(Picture credit: LBJ Presidential Library, Public Domain.) The title of today's post happens to be the title of a recent Lexington column in the Economist, echoing both the chants of Vietnam protesters ("Hey! Hey! LBJ! How many kids did you kill today!") and what the columnist calls the "current fascination for Lyndon Johnson", which he uses to discuss what it means for "Barack Obama's America".
The column resonated with me because I do find myself much more interested by LBJ than by JFK (another topic of current fascination due to the upcoming 50th anniversary of his death) - I've read Volume 1 of LBJ's biography by Robert Caro, skipped ahead to listen the entirety of Volume 4 as an audiobook during my drives (I plan to get Volumes 2 and 3 as audiobooks too), bought the abridged version of LBJ's biography, Portrait of a President, by Robert Dallek in the the meantime (because sometimes I just want to know the main facts without having to read 2,000 pages about someone), enjoyed the description of his leadership regarding the Civil Rights Act of 1964 in Ronald Heifetz's Leadership without easy answers, and generally speaking find LBJ someone of enormous complexity, with his moments of grace (the Great Society) and unforgivable failings (Vietnam) - the sort of multidimensional character that interests me a lot more than young pseudo-stars that, in the end, don't know how to make things happen and so don't achieve much.
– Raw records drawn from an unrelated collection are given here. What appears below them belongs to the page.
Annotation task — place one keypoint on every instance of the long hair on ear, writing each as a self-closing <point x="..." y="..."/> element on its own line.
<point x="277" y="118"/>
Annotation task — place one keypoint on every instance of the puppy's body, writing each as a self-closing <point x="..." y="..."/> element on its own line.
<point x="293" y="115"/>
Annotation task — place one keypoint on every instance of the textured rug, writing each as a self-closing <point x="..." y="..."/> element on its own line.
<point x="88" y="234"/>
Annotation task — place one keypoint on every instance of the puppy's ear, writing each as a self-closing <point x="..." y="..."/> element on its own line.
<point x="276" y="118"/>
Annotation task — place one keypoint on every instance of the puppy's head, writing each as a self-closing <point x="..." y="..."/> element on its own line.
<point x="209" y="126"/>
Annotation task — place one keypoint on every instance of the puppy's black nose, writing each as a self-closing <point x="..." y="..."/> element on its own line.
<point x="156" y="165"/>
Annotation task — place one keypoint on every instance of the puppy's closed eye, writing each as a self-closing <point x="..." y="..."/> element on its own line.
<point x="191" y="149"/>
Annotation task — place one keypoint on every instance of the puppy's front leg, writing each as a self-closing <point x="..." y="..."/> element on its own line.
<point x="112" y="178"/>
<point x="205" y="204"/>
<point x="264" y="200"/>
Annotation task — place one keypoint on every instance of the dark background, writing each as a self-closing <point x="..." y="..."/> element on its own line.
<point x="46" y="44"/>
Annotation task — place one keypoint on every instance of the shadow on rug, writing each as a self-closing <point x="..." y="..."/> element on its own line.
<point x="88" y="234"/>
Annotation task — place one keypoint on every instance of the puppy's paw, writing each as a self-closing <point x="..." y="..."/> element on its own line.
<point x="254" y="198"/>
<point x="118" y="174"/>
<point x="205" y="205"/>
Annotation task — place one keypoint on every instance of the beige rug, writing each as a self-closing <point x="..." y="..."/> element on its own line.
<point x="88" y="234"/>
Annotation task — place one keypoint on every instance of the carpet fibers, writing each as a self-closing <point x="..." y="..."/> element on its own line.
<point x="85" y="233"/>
The Lexington columnist has the following words for JFK: "like Mr Obama an aloof and cerebral global celebrity who rushed through a stint in the Senate, then promised more change than he could deliver into law." The article comes at a time when journalists are beginning to write about Hillary Clinton's possible presidential run, and one can't help but draw possible parallels between the "cerebral global celebrity" JFK/Obama and the experienced politician who knew how to use the system LBJ/Clinton (although this is more true of Bill Clinton than of his wife).
The Economist article was also about a play, "All the Way", by Robert Schenkkan, which recently finished a sold-out run at the American Repertory Theater in Cambridge, MA and will move to Broadway later this season, in spite of a lukewarm New York Times review ("Mr Schenkkan comes down firmly on the side of complexity, which may be the honorable path but not necessarily the most rewarding one for the audience") counterbalanced by glowing words by WBUR, Boston's NPR station (" 'All the Way' is a sensational night of theater"). The Cambridge run supposedly sold out before opening night. The play focuses on LBJ's first year in the Oval Office and is said to show the contradictions of the man who is about to pass landmark civil right legislation as well as become enmired in the Vietnam war. Needless to say, I'll be buying my ticket for the Broadway run as soon as the dates are announced.